Na sequência de considerações e publicações veiculadas em alguns perfis de redes sociais relativamente ao apoio prestado pela Câmara Municipal de Mesão Frio à Junta de Freguesia de Vila Marim para a realização da Festa do Dia da Criança, importa esclarecer os factos de forma objetiva e transparente:
1. No dia 19 de maio de 2026, a Junta de Freguesia de Vila Marim apresentou, por correio eletrónico, um pedido de cedência de uma tenda para apoio à realização da Festa do Dia da Criança.
2. No dia 22 de maio de 2026, o Vereador com competências delegadas e subdelegadas, nos termos do despacho de 17 de abril de 2026, subscreveu uma proposta no sentido de assegurar a cedência temporária e montagem de uma tenda branca propriedade do Município de Mesão Frio à Junta de Freguesia de Vila Marim.
3. Nos termos legais e regulamentares aplicáveis à atribuição de apoios por parte das autarquias locais, o apoio solicitado ficou condicionado à apresentação, pela Junta de Freguesia de Vila Marim, do respetivo processo administrativo e financeiro devidamente atualizado.
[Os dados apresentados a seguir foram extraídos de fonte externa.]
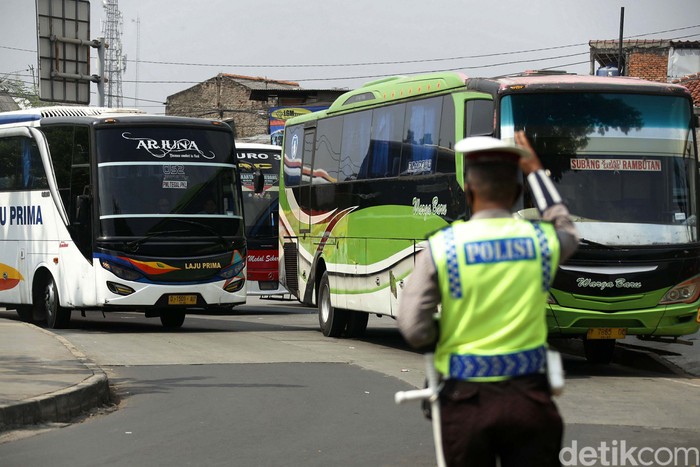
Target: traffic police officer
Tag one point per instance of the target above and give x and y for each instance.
(491, 275)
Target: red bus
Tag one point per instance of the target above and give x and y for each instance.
(261, 215)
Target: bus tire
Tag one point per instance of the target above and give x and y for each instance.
(357, 323)
(332, 320)
(25, 313)
(172, 319)
(599, 351)
(56, 316)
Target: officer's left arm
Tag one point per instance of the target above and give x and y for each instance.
(418, 304)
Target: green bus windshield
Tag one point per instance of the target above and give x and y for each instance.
(623, 163)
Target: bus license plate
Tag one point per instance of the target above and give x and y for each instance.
(182, 300)
(606, 333)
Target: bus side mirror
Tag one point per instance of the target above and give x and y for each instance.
(258, 181)
(82, 209)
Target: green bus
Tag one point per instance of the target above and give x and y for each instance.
(366, 181)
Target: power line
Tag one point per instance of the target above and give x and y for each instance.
(396, 62)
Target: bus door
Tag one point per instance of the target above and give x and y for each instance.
(25, 212)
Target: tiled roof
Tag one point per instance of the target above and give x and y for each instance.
(257, 82)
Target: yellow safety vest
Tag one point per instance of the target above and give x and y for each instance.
(494, 276)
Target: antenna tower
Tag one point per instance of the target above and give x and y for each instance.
(115, 62)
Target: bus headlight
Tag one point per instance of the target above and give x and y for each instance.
(685, 292)
(121, 272)
(232, 270)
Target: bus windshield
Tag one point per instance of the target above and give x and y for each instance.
(177, 182)
(624, 164)
(261, 209)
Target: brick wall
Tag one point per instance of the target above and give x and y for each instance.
(648, 64)
(221, 99)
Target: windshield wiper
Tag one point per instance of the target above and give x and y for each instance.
(585, 241)
(134, 245)
(222, 240)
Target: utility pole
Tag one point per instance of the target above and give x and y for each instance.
(115, 61)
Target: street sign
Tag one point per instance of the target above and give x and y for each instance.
(63, 39)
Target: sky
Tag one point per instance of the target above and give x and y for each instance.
(171, 45)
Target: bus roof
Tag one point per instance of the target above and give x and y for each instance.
(268, 147)
(539, 81)
(397, 88)
(35, 116)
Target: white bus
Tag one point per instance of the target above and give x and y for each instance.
(104, 209)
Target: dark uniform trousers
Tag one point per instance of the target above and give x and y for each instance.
(513, 420)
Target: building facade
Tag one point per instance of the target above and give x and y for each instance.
(246, 102)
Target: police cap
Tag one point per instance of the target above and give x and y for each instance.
(483, 149)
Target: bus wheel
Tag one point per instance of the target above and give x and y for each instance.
(357, 323)
(332, 320)
(171, 319)
(25, 313)
(57, 317)
(599, 350)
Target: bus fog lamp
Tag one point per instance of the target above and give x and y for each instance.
(232, 271)
(234, 286)
(685, 292)
(119, 289)
(121, 272)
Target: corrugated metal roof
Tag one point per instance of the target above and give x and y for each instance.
(692, 82)
(7, 102)
(257, 82)
(643, 44)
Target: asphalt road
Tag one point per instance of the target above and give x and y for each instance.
(264, 387)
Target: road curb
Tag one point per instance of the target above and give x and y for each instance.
(63, 405)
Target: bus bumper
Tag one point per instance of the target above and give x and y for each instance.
(672, 320)
(151, 295)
4. Todas as entidades legalmente constituídas que solicitam apoios logísticos, materiais ou financeiros à Câmara Municipal estão sujeitas às mesmas regras e procedimentos, não podendo beneficiar de apoios públicos sem demonstrarem documentalmente que cumprem as obrigações administrativas, fiscais e contributivas legalmente exigidas.
5. A proposta referida foi submetida à apreciação da Câmara Municipal de Mesão Frio na Reunião Ordinária realizada em 3 de junho de 2026, conforme consta da Ata n.º 11/2026, tendo sido aprovada por unanimidade. A deliberação manteve expressamente a condição de apresentação da documentação necessária para atualização do processo administrativo da entidade requerente.
6. Ainda no dia 3 de junho de 2026, os Serviços de Património da Câmara Municipal comunicaram formalmente à Junta de Freguesia de Vila Marim a decisão aprovada por unanimidade, informando igualmente que a cedência do equipamento dependia da entrega dos documentos administrativos e financeiros em falta, designadamente o Plano e Orçamento para 2026 e a Prestação de Contas de 2025, necessários à atualização da respetiva ficha de cadastro.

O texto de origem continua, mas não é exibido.